Hopefully they have got the message and Good Friday’s Bramall Lane summit will bear fruit. But don’t hold your breath.
WHAT THE ROW IS ALL ABOUT
Prince Abdullah bought 50 per cent of Blades Leisure Limited, a company which was controlled by the McCabe family under the umbrella of Sheffield United Limited, for £1 in 2013 in return for serious investment.
After their fall-out when that investment fell short of what was expected leading to McCabe’s deciding he wanted to end the relationship, Sheffield United Limited made an offer for the prince’s 50 per cent share held by his company called UTB LLC.
Mr Justice Fancourt, sitting at a preliminary High Court hearing last July said UTB had responded with a “manoeuvre” which would mean that “UTB was entitled to purchase all Sheffield’s shares at a low price”. He added: “This unsurprisingly caused consternation and considerable upset for the McCabes and Sheffield United Ltd…they felt that they had been tricked out of their entitlement.”
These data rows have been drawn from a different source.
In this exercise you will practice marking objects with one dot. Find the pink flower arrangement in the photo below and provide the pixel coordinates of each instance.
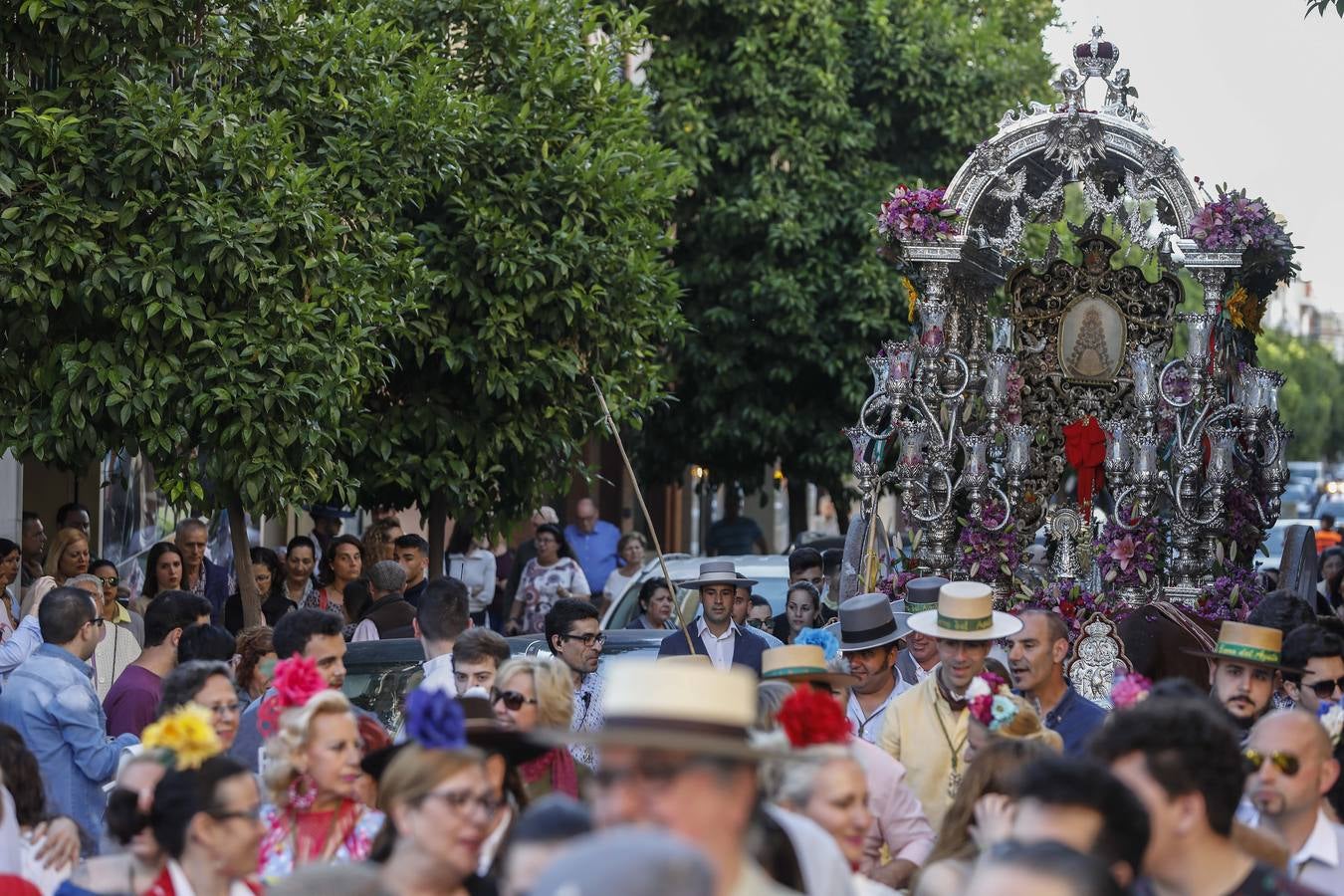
(921, 215)
(1128, 691)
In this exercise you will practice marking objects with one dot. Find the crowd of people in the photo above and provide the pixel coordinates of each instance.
(929, 745)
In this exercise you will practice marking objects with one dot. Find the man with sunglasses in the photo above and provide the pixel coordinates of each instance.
(1320, 654)
(50, 700)
(574, 634)
(1292, 769)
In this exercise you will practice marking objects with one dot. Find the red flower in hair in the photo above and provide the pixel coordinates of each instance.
(298, 680)
(812, 718)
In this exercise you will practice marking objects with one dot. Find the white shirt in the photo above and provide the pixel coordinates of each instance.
(1317, 862)
(438, 675)
(476, 571)
(718, 648)
(870, 727)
The judge said the row over shares had led to UTB taking legal action. Sheffield United Ltd had made a counter claim and alleged “unfairly prejudicial conduct”.
All the proceedings are hotly contested,” said the judge. “It is therefore impossible to say, until trial of the various claims, whether UTB or Sheffield [United Limited] will emerge as the person in control of Blades and so in control of the football club, if either does.”